The MAP Fund grant will allow Davids to continue to compose a large work for singers, choir, and orchestra, Requiem for America: Singing for the Invisible People . Begun in 2016, this 90-minute,​ secular ‘anti-Requiem,’ gives voice to America’s invisible people: the American Indians. An interdisciplinary performance work, REQUIEM FOR AMERICA places indigenous voices front and center, with a mission of outreach and community-building that is central to each performance. REQUIEM FOR AMERICA aims to shine a light on historic injustices but at the same time to model and to create solutions in the present, by building collaborative relationships with indigenous artists throughout the country. What makes this project unique is the recruitment of Native American singers, from local tribes and individuals, to perform center stage. As the nucleus of the work in performance, indigenous singers embody the interaction between native and non-native musicians and communities that is at the heart of this project.

A growing consortium of national partners are committing to perform REQUIEM, with the ultimate goal of presenting the work in every state of the nation, collaborating with the local tribal communities for every performance. Each time REQUIEM is performed, the musicians, American Indians and audiences will cultivate new friendships. By joining forces, each performance hopes to build good relations with, and foster greater insights from, America’s first inhabitants.

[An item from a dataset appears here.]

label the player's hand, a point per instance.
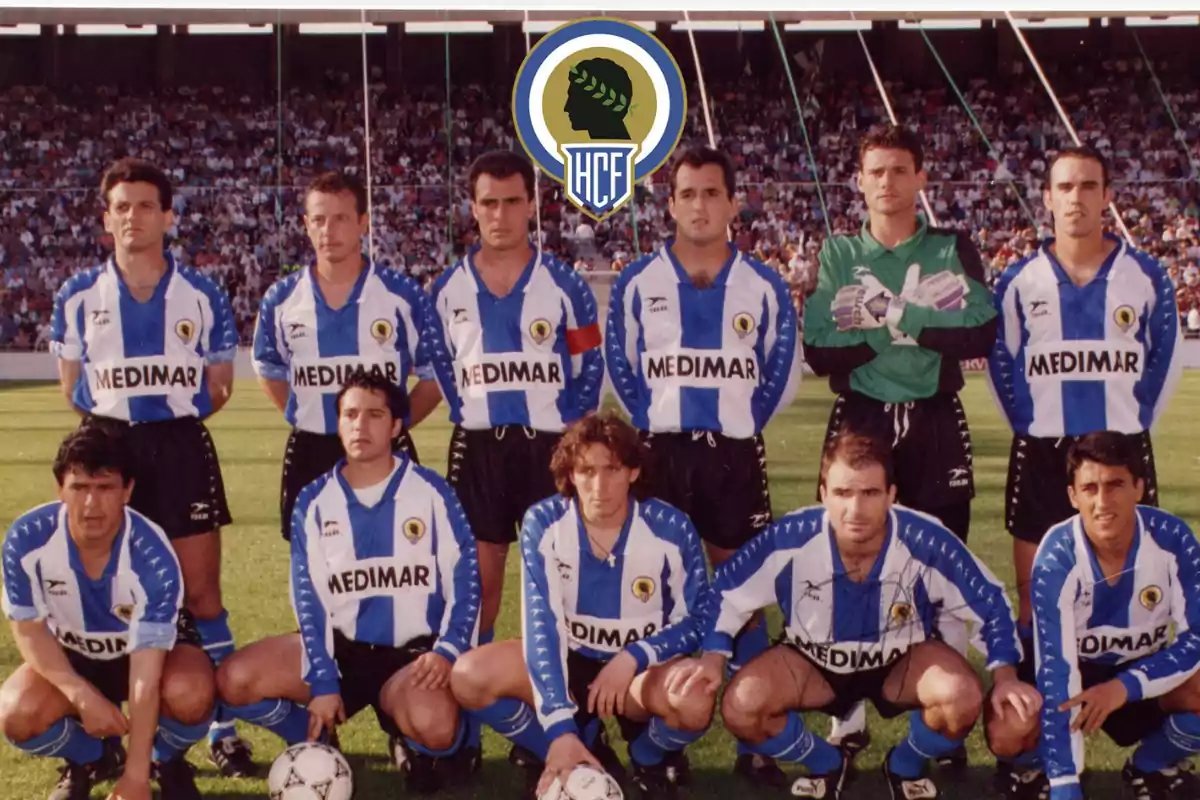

Additional funding will be needed in order to mount the premiere performance of REQUIEM, which is anticipated to occur in 2022 in Madison, with participation by UW-Whitewater students and faculty. Joining the collegiate and professional musicians on stage will be the Medicine Bear Singers, an intertribal drum circle from northern Wisconsin, and four operatic soloists. For more information about this powerful project, including opportunities for donations in support of its mission, visit www.RequiemForAmerica.com

Brent Michael Davids has visited UW-Whitewater and collaborated with Associate Professor Gehrenbeck numerous times over the past ten years. In 2016 Gehrenbeck, the UW-Whitewater Chamber Singers, and the Medicine Bear Singers premiered “Sanctus: Singing for Power” from REQUIEM. The following year Gehrenbeck commissioned Davids to write Singing for Water in support of Native American Water Protectors. Last year, Gehrenbeck and the Chamber Singers performed Davids’ Native American Suite on their international tour to Germany and Poland.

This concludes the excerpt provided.